City officials took the next step this month in creating an ordinance that would fine homeless people who sleep in downtown parking ramp stairwells.

Members of the Public Health and Safety committee on Oct. 21 unanimously passed the proposal, which is a response to concerns over people working or visiting downtown who feel unsafe when they step over homeless people who are seeking shelter in the ramps. Police say there is no current law on the books that allows them to force homeless people to move.

Wausau Police Deputy Chief Matt Barnes told the committee that current practice is to politely ask people to move along. The proposal includes a $50 fine for people who violate the ordinance.

“At the end of the day, I can’t point to a law or ordinance that allows us to enforce that,” he said. “If the desire of the council is not to have people sleeping in the ramps, then we need a law in place that allows us to enforce that.”
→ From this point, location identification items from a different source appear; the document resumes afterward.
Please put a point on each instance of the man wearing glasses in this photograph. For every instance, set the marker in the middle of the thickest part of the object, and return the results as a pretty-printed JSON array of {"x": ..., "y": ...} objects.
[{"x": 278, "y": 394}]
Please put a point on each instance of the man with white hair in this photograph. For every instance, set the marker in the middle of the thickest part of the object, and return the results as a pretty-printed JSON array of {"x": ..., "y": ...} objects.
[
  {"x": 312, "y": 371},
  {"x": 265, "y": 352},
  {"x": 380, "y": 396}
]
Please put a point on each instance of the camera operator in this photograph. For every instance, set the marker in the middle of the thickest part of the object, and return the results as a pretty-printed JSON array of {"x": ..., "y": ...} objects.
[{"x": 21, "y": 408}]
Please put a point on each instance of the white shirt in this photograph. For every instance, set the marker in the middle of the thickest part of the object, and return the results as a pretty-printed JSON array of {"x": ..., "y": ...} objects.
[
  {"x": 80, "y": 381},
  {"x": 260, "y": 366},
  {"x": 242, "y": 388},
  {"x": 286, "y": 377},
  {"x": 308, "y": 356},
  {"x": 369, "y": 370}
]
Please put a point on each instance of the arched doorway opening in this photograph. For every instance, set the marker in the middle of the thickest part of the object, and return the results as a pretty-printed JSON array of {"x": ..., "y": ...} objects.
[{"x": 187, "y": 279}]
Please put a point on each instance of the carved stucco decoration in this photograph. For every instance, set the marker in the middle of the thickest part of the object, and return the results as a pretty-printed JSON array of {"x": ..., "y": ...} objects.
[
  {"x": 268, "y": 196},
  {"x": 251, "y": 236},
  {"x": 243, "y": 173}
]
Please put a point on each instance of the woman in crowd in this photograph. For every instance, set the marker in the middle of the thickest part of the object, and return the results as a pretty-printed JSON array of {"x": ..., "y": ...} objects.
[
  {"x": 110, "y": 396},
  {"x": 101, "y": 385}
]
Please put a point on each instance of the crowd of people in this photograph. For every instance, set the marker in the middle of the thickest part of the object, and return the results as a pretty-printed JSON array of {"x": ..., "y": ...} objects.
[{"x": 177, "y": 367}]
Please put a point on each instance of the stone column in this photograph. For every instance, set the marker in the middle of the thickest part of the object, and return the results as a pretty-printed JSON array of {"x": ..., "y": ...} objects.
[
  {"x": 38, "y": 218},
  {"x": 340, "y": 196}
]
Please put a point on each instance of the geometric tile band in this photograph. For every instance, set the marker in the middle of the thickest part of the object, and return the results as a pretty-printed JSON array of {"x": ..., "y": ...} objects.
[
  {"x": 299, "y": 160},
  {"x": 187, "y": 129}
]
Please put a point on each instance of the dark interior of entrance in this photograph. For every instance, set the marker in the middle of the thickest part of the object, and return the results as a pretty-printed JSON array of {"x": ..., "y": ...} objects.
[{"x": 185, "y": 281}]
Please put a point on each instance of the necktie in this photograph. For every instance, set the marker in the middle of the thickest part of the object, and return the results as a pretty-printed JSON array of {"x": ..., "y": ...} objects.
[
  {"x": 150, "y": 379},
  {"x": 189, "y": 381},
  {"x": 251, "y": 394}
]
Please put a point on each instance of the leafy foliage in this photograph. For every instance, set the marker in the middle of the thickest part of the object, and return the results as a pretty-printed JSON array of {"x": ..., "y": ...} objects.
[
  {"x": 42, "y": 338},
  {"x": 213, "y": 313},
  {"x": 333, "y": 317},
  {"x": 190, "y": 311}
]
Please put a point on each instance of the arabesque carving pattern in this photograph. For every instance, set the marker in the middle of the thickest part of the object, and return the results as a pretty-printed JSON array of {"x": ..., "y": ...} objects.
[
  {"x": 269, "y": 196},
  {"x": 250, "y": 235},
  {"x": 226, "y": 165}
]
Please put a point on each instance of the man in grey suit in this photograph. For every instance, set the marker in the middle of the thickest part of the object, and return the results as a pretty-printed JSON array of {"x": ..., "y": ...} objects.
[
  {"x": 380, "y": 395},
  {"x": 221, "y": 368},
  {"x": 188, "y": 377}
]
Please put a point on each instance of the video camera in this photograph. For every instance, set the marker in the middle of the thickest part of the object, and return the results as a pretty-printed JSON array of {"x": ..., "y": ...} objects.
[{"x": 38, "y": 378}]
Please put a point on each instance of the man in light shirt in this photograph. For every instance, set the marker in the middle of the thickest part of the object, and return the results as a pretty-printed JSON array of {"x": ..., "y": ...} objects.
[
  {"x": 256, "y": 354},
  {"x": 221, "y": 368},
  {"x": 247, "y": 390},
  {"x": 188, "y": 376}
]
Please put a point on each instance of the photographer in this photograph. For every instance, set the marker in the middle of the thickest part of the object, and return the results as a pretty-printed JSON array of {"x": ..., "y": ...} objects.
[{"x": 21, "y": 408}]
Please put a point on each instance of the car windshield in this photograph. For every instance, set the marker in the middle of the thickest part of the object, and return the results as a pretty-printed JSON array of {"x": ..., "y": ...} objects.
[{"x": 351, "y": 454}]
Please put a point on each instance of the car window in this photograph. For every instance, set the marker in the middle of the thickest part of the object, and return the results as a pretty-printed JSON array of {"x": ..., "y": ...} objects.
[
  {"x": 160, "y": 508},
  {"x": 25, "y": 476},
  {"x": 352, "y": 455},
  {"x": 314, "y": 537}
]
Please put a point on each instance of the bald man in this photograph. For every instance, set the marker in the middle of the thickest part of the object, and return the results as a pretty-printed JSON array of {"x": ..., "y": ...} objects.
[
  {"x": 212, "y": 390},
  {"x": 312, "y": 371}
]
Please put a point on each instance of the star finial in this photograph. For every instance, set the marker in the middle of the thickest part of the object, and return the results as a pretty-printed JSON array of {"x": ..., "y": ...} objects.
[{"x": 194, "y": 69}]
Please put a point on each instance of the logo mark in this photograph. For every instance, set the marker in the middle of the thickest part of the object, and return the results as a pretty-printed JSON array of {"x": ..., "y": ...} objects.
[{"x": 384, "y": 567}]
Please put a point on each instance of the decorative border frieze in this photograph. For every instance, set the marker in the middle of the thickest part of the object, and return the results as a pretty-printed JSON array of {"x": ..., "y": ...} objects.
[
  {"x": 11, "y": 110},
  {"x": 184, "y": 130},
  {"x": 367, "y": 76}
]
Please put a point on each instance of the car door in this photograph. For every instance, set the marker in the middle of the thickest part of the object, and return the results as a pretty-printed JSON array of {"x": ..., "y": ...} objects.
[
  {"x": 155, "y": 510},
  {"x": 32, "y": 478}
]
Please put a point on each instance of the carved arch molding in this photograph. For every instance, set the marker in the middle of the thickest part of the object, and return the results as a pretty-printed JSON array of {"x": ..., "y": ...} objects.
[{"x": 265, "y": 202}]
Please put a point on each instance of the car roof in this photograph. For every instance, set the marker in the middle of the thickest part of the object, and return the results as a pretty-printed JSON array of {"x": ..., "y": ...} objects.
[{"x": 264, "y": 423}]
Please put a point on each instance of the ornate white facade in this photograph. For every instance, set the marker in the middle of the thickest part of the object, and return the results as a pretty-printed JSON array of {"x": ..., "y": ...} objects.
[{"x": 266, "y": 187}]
Council President Lisa Rasmussen said she recognizes the city has issued with homelessness and public intoxication, and said the council is looking for ways to remove roadblocks for services to people impacted by homelessness.

Barnes called the proposal a “band aid” to a much larger problem. The city’s warming center is only open from Nov. 1 until spring.

“This is one of many issues but we feel as though in order to protect our downtown businesses, passing this ordinance and giving us this tool is an important first step.

Dist. 3 Alderman Dave Nutting, who represents the downtown area, said workers who have to traverse through the parking stairway have admitted to their employers they are scared.

“This does not bode well for our community,” Nutting said. “The trouble is Wausau is a county seat, and county seats attract these people because of services we provide for the homeless. You don’t see these issues in the townships because we have the services. The warming center or Salvation Army might not accept certain individuals because they are deemed unfit.

Nutting said the city needs an alternative, and suggested that alternative may be the county jail for those who are unable to be accepted at these other places.

The proposal is subject to full council approval, which could come in November.